The stereotype of the surgeon who has temper tantrums and throws things is (thankfully) not an accurate depiction of all surgeons–but such individuals do exist. According to a recent article in Kaiser Health News, 3 to 5% of physicians and surgeons engage in disruptive behavior, “berating nurses who call them in the middle of the night about a patient, flinging scalpels at trainees who aren’t moving fast enough, demeaning co-workers they consider incompetent or cutting off patients who ask a lot of questions.”

Reason #4 – Failed Surgical Team Empowerment

Nurses and scrub technologists who come up against disruptive or abusive surgeons often become intimidated and don’t feel empowered to call out deficiencies in sharps safety management. This can make them reluctant to confront any surgeon about a safety issue, and that’s a problem. A few OR nurses and scrub technologists try to protect themselves by changing their own safety practices, but unsafe surgeons often negate their efforts.

Reason #5 – The OR’s Social Structure

The OR is not a democracy.

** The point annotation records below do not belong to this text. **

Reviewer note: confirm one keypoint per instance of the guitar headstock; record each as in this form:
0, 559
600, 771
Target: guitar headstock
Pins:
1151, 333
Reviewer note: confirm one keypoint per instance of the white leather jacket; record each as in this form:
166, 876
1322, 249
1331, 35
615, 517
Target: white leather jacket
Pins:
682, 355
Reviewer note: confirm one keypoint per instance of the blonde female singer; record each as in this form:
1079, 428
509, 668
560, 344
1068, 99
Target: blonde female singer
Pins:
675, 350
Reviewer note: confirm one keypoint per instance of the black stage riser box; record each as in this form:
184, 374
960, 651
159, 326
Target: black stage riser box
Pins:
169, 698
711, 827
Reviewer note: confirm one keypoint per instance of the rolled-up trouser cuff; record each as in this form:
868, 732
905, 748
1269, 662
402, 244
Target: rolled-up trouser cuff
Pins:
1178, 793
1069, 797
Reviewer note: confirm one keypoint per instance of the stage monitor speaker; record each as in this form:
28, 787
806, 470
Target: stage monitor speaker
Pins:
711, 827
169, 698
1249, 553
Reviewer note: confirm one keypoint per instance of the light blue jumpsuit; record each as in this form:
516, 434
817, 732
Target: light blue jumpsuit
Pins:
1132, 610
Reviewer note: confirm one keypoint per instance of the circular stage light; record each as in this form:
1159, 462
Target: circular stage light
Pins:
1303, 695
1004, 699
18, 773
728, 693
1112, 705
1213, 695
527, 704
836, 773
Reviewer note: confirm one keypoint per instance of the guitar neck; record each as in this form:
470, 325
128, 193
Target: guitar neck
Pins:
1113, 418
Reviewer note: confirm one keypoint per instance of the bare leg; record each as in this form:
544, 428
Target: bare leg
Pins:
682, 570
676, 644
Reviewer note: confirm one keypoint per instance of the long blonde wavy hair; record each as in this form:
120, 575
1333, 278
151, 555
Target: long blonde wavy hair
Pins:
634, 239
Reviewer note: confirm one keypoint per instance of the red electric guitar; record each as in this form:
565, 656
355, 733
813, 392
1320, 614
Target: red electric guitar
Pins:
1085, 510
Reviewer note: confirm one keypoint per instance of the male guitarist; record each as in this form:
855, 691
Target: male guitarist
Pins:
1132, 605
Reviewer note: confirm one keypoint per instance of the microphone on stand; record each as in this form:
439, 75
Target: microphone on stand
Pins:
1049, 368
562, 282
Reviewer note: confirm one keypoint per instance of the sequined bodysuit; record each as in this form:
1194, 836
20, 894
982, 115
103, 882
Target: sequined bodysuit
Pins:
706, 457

Surgeons gets to choose which instruments will be used–either the newer safer instruments or the traditional dangerous ones. In theory, the surgeon is responsible for the safety of both the patient the entire OR team; in practice, surgeons must share a good portion of the blame for the lack of progress in preventing surgical sharps injuries. It is not a matter of surgeons’ lack of awareness of safety devices; the American College of Surgeons (ACS) has recommended that all surgeons use blunt tipped suture needles to close incisions. Very few surgeons do.

Reason #6 – Autonomy Without Accountability

Hospital executives and surgery center administrators often contribute to the problem. Most surgeons are autonomous (not hospital employees) so they are left to discipline themselves. Surgeons are major sources of income to surgical facilities, so administrators may be reluctant to confront them, knowing that surgeons could choose to admit their patients to a different facility. This leaves surgeons unaccountable for failing to follow safe practices to protect patients and healthcare workers. As a consultant, I have met several hospital executives who stood up to surgeons. We need more like them.

The Answer: Transparency and Consumer Pressure

How can we make surgeons act safely?

Federal law requires that hospitals and surgery centers provide new sharps safety devices as they become available so that surgeons can evaluate them, but the law does not require surgeons to use them. If surgeons won’t police themselves and facility executives won’t hold surgeons accountable, what’s the solution?

Patients have an important role to play in ensuring their safe passage in the operating room. Armed with the knowledge that preventable mistakes occur–and that there are strategies available to surgeons to prevent those mistakes–patients can apply pressure by asking a surgeon some key questions; ones that should influence him or her to act more safely.